The subject of CEO 82-67 was a former District Grants Specialist for DHRS who was employed as a fiscal manager by a corporation which was under contract with the Department. Because the former employee's private employment was not in connection with any contract in which he "substantially participated" while employed by the Department, and because the former employee's private employment was not "in connection with" any contract for contractual services which was within his responsibility while a State employee, we found that no prohibited conflict of interest existed.
You advise that one of the criteria employed by the AHCA to certify a provider for payment of Medicaid funds is that the provider has a contract with DCF for the provision of mental health services. Although you write that the provider has used the Adult and Family Substance Abuse Services, contract which you signed and which it refers to as a "mental health" contract as the basis for qualification for the payment of Medicaid funds, you advise that you were not involved with any such existing mental health services contract between the provider and DCF.
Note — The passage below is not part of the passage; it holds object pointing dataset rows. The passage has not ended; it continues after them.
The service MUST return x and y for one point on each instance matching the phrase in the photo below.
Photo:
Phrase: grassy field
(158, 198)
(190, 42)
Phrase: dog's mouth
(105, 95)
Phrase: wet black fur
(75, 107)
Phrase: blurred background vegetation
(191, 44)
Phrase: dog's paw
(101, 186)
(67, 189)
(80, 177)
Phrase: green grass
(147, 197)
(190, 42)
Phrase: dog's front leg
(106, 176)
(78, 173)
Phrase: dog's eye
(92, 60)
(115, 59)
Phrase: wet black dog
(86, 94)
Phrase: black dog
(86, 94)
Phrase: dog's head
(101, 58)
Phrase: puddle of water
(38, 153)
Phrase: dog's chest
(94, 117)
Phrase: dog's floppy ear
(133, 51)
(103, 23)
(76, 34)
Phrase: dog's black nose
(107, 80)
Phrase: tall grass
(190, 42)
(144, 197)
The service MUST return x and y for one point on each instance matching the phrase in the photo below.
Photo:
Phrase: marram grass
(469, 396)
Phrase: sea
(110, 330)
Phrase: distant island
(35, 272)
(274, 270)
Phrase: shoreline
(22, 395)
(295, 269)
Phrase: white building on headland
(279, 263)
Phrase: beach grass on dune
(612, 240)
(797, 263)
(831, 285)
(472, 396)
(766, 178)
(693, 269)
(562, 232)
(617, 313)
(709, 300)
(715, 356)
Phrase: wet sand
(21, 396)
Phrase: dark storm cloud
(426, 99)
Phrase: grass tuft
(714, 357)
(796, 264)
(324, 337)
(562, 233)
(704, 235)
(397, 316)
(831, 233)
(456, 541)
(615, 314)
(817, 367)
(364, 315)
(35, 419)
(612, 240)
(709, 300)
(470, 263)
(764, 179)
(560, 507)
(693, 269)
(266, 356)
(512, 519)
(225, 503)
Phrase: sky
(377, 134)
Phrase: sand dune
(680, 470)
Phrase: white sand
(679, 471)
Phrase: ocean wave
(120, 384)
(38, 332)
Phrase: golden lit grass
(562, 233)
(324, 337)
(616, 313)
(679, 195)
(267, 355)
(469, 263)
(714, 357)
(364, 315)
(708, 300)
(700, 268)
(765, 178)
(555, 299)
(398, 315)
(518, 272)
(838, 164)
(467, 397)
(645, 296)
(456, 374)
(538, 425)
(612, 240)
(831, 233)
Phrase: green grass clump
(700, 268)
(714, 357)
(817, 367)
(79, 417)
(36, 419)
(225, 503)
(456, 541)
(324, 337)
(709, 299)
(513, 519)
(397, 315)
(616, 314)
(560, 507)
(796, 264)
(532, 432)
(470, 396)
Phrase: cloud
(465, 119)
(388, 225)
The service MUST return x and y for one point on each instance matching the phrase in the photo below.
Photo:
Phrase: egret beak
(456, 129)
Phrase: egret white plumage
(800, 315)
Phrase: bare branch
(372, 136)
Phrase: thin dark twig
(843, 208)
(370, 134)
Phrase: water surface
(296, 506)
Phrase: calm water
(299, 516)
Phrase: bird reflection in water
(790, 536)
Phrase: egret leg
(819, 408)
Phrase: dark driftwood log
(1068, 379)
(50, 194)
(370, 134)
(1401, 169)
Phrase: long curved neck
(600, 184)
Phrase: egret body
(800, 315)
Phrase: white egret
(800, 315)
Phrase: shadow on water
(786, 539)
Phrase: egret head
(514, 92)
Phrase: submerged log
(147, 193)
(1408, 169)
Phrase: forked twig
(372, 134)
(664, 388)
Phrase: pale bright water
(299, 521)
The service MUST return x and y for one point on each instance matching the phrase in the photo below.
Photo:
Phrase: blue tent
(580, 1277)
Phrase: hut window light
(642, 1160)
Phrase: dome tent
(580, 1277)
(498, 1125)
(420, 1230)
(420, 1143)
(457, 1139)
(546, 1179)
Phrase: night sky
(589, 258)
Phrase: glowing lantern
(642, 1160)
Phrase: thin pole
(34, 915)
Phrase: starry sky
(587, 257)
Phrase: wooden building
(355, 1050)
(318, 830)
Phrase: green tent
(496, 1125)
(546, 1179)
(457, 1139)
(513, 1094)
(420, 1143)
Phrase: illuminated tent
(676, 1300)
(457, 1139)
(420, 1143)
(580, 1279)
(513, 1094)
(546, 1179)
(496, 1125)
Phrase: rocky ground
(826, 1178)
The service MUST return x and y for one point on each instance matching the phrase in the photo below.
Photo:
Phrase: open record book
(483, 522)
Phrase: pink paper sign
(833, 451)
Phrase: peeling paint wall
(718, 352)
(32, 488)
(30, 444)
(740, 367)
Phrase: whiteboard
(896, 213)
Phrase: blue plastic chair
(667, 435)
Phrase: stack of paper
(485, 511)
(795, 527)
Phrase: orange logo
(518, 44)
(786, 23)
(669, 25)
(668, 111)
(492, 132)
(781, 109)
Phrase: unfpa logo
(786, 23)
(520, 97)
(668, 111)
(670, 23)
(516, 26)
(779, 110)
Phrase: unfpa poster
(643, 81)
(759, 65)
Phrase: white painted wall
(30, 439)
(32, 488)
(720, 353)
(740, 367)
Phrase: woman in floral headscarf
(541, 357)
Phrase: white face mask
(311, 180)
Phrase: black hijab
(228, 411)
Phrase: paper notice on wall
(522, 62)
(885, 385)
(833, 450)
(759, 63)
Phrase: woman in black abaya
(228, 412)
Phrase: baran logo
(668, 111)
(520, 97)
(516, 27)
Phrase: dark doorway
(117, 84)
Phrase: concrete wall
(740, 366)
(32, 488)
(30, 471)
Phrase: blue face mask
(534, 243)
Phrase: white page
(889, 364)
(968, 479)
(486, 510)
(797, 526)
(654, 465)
According to Rule 59G-8.200, F.A.C. [Home and Community-Based Waivers], Florida obtained waivers of federal Medicaid requirements to enable the provision of specified home and community-based (HCB) services, such as services that can be provided by the provider, to persons at risk of institutionalization. Through the administration of several different federal waivers, Medicaid reimburses enrolled providers for services that eligible recipients may need to avoid institutionalization. Under the Developmental Services Medicaid Waiver program, participants must be (1) clients of the DCF Developmental Services Program; (2) eligible for admission to an intermediate care facility for the mentally retarded-developmentally disabled (ICF/MR-DD);and (3) have elected to receive services in the community rather than in an ICF/MR. In addition, the HCB waiver services must be designed to allow the recipients to remain at home or in a home-like setting.
Although you advise that you signed a Developmental Services Medicaid Waiver agreement in February 2000, that allowed Independent Support Coordinators to choose the provider for the provision of services to DCF Developmental Services clients (See CEO 93-20 for a discussion of how the Medicaid Waiver program operates relative to Independent Support Coordinators), it did not commit the District to either the expenditure of any funds or to the purchase of services from the provider.